Requests From Us East1 To Europe West2 LightStep 𝑥 PM

This graph shows a similar sequence of events for requests from Google Cloud Functions in us-east1 to a regional bucket in europe-west2. However, this does not show the gap in requests, suggesting that requests to europe-west2 would have been more likely to succeed than same region requests, an interesting finding.

Requests From Us East1 To Us Central1 LightStep 𝑥 PM

This graph shows request from us-east1 to us-central1. The recovery in this case is less clear and there appears to be a further, though less severe (affecting only p99 and p99.9), disruption at the end of the displayed time window.

us-central1 Metrics

Requests From Us Central1 To Us Central1 LightStep 𝑥 PM

This graph shows us-central1 to us-central1 same region request traffic. Though the GCP incident states that the disruption was in the east, the central region internally was impacted through most of the outage window.

Requests From Us Central1 To Europe West2 LightStep 𝑥 PM

Traffic to europe-west2 from us-central1 shows the same pattern.

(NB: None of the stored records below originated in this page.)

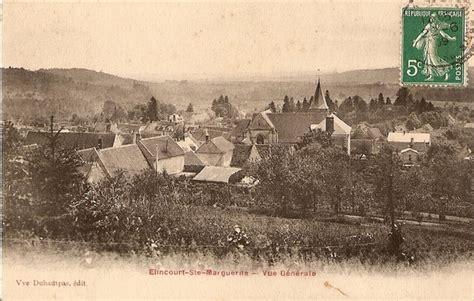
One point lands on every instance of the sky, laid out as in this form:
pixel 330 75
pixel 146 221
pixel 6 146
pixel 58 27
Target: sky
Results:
pixel 199 40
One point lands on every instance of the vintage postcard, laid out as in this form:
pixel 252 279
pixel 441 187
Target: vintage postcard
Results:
pixel 237 150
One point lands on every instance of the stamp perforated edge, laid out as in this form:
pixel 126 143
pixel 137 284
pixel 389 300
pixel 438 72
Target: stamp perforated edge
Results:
pixel 468 40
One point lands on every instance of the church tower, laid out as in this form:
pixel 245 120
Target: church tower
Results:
pixel 319 102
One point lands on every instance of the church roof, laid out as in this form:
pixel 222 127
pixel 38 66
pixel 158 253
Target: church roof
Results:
pixel 340 127
pixel 319 102
pixel 292 126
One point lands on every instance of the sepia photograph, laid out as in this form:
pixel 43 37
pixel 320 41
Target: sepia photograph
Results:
pixel 237 150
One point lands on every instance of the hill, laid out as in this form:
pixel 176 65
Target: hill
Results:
pixel 62 92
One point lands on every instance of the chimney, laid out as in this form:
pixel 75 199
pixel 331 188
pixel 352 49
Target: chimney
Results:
pixel 136 137
pixel 330 124
pixel 100 143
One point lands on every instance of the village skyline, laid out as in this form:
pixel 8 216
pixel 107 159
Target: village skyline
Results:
pixel 148 40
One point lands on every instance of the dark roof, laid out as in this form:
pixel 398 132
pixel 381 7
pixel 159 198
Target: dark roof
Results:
pixel 166 146
pixel 240 155
pixel 375 133
pixel 190 158
pixel 240 127
pixel 291 126
pixel 72 140
pixel 88 154
pixel 200 134
pixel 128 158
pixel 218 145
pixel 223 144
pixel 264 150
pixel 216 174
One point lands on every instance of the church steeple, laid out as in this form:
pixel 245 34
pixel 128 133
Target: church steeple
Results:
pixel 319 102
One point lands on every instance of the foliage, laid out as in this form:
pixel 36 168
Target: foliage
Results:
pixel 190 108
pixel 316 136
pixel 223 108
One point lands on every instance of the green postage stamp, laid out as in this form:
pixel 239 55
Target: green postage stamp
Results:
pixel 434 46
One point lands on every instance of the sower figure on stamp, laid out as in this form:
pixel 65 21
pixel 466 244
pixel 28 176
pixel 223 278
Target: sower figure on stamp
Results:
pixel 434 65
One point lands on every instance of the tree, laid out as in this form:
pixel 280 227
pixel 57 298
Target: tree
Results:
pixel 272 107
pixel 305 106
pixel 404 97
pixel 381 101
pixel 286 105
pixel 386 170
pixel 10 136
pixel 298 106
pixel 434 118
pixel 413 122
pixel 316 136
pixel 346 106
pixel 292 105
pixel 372 104
pixel 152 110
pixel 330 102
pixel 443 174
pixel 223 108
pixel 190 108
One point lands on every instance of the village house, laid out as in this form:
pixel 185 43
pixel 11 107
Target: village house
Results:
pixel 366 140
pixel 156 153
pixel 409 156
pixel 79 140
pixel 163 153
pixel 217 174
pixel 201 134
pixel 276 128
pixel 238 133
pixel 244 154
pixel 416 141
pixel 425 128
pixel 217 151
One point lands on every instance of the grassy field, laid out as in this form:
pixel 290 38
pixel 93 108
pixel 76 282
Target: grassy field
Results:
pixel 441 104
pixel 205 230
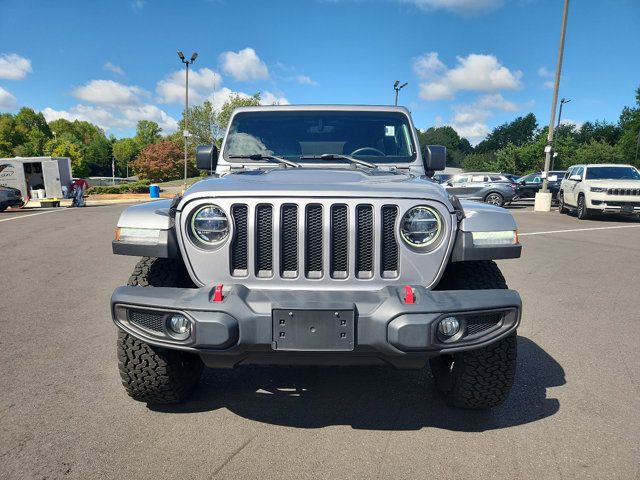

Requests From Us Central1 To Us East1 LightStep 𝑥 PM

As expected, impact from us-central1 to us-east1 is more severe in terms of peak latencies. The time frame matches the other observations.

europe-west2 Metrics

Requests From Europe West2 To Europe West2 LightStep 𝑥 PM

This graph showing same region requests from europe-west2 to europe-west2 shows that latency was disrupted in an unrelated region, for a duration matching the p50 recovery in other regions. From this, we can see that “high levels of network congestion in the eastern USA” also had a much broader impact than just us-east.

Conclusions

Real time observability of the performance of cloud service APIs is necessary to have timely understanding of the range and size of impact an outage has on your organization. Status page updates will often be delayed by tens of minutes and will not include enough detail to be actionable. Reliable high resolution graphs of performance enable you to understand impact outside what is documented on the status page — and have the hard conversations you need with your cloud providers (as well as the data to support your case).